Anni fa, per entrare a testa alta sul posto di lavoro - completamente privo di forze e puzzando di sudore - prendevo i mezzi: Ferrovie Nord da Paderno Dugnano a Cadorna e poi nove fermate di metro in direzione-Sesto.
Lo ammetto... talvolta mi era capitato di rimpiangere la comodità dell'auto, ma al volante della mia Clio avrei respirato molti meno germi e mi sarei ammalato molto meno.
Una mattina torrida e disperata, quando il ritardo accumulato dal convoglio precedente aveva raddoppiato il numero già proibitivo di passeggeri, mi trovavo conficcato in un punto anonimo della carrozza a premere il mio pene flaccido contro la scapola appuntita di una vecchia molto magra.
Col mio metro e novanta la sovrastavo... tutti quanti la sovrastavamo, ondeggiando appena anche durante gli scossoni più violenti, impossibilitati a cadere e a muoverci, respirando a ritmi sfalsati così da poter gonfiare i polmoni nel momento in cui il nostro vicino espirava.
La vecchietta - da quel poco che riuscivo a vedere - aveva un aspetto veramente poco sano, avvolta com'era da una patina di pallore giallognolo che le fissava indelebilmente sul volto una smorfia di fatica e rassegnazione.
Ansimava. Non riusciva a controllare un fastidioso tremito che provocava più vibrazioni dell'irregolarità dei binari e sembrava sul punto di crollare da un momento all'altro.
Di certo io non provavo alcuna compassione: era una ladra d'aria e di centimetri, proprio come tutti gli altri.
A rendermela interessante furono i suoi movimenti strani; il fatto che nella totale mancanza di spazio potesse solo pensare di portare le braccia al petto era molto più sconvolgente dell'assurdità d'indossare una felpa pesante a maniche lunghe in una mattina bollente di metà giugno.
Io e i tre che la stavamo schiacciando cominciammo a guardarla con una certa curiosità e ad un certo punto ce la trovammo col braccio sinistro ritto, perpendicolare al soffitto, con la manica abbassata.
Fissando le sei cifre tatuate sul suo avambraccio, a due centimetri dal mio naso, pensai istintivamente alla Banda Bassotti.
Quando ad Affori le porte si aprirono e nessuno scese, il mucchietto di ossa iniziò ad urlare: "Muselmänner!
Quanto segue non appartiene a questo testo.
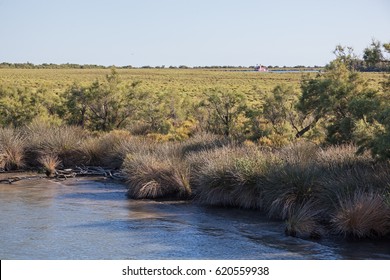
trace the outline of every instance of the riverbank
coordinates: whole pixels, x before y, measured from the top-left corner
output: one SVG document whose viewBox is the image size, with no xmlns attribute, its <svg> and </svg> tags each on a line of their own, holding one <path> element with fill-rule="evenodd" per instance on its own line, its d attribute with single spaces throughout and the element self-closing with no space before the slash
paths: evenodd
<svg viewBox="0 0 390 280">
<path fill-rule="evenodd" d="M 94 136 L 77 127 L 39 126 L 3 129 L 0 140 L 0 167 L 11 171 L 64 178 L 65 171 L 99 166 L 101 175 L 119 174 L 133 199 L 255 209 L 303 238 L 390 236 L 389 163 L 353 145 L 296 141 L 267 148 L 209 134 L 160 143 L 126 131 Z"/>
</svg>

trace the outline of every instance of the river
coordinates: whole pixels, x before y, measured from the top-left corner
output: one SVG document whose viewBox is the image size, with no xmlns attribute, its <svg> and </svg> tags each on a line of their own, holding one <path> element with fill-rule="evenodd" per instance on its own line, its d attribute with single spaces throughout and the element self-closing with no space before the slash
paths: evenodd
<svg viewBox="0 0 390 280">
<path fill-rule="evenodd" d="M 103 179 L 0 185 L 0 259 L 390 259 L 388 241 L 285 236 L 257 211 L 130 200 Z"/>
</svg>

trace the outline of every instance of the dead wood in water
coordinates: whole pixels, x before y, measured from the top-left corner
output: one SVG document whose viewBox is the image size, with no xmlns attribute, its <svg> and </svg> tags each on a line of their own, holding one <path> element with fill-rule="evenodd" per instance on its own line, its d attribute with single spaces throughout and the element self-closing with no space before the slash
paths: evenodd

Selektion! Muselmänner! Selektion! Muselmänner! Selektion! Selektion! Selektion!"
Nessuno la toccò, né disse niente.
Al capolinea, incamminandoci verso la Linea Rossa della metropolitana, sentii alcuni compagni di viaggio formulare le ipotesi più bizzarre e fantasiose e mi venne da ridere: quel "176. 628" cos'altro poteva essere, se non il numero del suo abbonamento mensile?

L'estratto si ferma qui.